20. August 2009
Man unterscheidet drei mögliche Ursachen eines Schlaganfalles. Wie die Erkrankung verläuft, hängt von der Form des Schlaganfalles ab sowie davon, wie frühzeitig der Schlaganfall erkannt und behandelt wurde.
In mehr als der Hälfte der Fälle ist die Ursache des Schlaganfalles eine Arterienverkalkung. Blutgefäße im Bereich des Gehirns verschließen sich durch Fettablagerungen, so dass der menschliche Körper nur noch unzureichend mit Sauerstoff versorgt wird. Meist sind hiervon Patienten betroffen, die über längere Zeit hohe Cholesterinwerte aufweisen oder Grunderkrankungen wie die Zuckerkrankheit Diabetes mellitus haben.
Des Weiteren kann ein Schlaganfall durch einen so genannten Embolus verursacht werden. Dieser Gefäßpfropf aus "Abfallstoffen" des Körpers verstopft ein Blutgefäß und verursacht so eine Embolie.
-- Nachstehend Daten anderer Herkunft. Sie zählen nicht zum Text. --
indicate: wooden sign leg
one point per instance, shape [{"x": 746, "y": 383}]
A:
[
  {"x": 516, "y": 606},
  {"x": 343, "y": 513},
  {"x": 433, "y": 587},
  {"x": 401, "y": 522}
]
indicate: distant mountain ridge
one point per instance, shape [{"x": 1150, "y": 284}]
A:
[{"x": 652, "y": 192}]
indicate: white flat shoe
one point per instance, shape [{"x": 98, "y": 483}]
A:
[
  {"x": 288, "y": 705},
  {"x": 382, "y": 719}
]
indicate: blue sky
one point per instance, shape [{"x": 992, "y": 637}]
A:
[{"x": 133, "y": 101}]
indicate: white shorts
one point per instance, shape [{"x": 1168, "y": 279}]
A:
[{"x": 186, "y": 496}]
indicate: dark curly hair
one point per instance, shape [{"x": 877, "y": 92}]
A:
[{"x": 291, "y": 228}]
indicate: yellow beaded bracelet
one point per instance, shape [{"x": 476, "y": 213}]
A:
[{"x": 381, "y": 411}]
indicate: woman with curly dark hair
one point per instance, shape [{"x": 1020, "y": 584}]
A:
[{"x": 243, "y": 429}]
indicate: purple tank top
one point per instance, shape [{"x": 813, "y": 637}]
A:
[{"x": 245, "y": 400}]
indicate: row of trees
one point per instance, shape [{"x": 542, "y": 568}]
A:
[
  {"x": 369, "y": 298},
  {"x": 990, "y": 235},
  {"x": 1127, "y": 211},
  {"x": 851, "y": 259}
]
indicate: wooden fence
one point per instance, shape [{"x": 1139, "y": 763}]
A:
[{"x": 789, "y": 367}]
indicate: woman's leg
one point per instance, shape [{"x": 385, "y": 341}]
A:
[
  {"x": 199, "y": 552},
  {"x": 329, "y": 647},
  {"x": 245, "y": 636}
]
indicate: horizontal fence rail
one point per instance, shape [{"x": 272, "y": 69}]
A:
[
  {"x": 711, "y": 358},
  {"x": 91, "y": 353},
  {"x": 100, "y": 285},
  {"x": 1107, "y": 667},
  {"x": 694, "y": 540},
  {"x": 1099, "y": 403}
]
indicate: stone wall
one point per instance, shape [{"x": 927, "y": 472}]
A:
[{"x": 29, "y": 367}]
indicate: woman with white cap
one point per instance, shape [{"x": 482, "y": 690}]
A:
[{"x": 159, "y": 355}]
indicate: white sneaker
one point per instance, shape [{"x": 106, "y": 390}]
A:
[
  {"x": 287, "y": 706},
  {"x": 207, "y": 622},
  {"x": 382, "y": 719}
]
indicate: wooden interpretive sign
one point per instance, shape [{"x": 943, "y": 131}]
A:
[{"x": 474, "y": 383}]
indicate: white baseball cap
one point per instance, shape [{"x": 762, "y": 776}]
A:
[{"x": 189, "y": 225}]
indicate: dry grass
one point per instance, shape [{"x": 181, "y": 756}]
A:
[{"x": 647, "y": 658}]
Wird der Schlaganfall durch eine Hirnblutung verursacht, endet dieser meist tödlich. Hier reißt eine Arterie im Gehirn des Betroffenen. Grund dafür können hoher Blutdruck oder auch eine Arterienverkalkung sein.
Neben diesen Ursachen gibt es einige Faktoren, die ein erhöhtes Risiko für einen Schlaganfall bedeuten. Dazu zählen der bereits erwähnte Bluthochdruck, Übergewicht, Alkohol und Nikotin, die Einnahme der Pille, hohe Cholesterinwerte, ungesunde Ernährung, Herzerkrankungen oder auch eine schlechte Durchblutung im Gehirn.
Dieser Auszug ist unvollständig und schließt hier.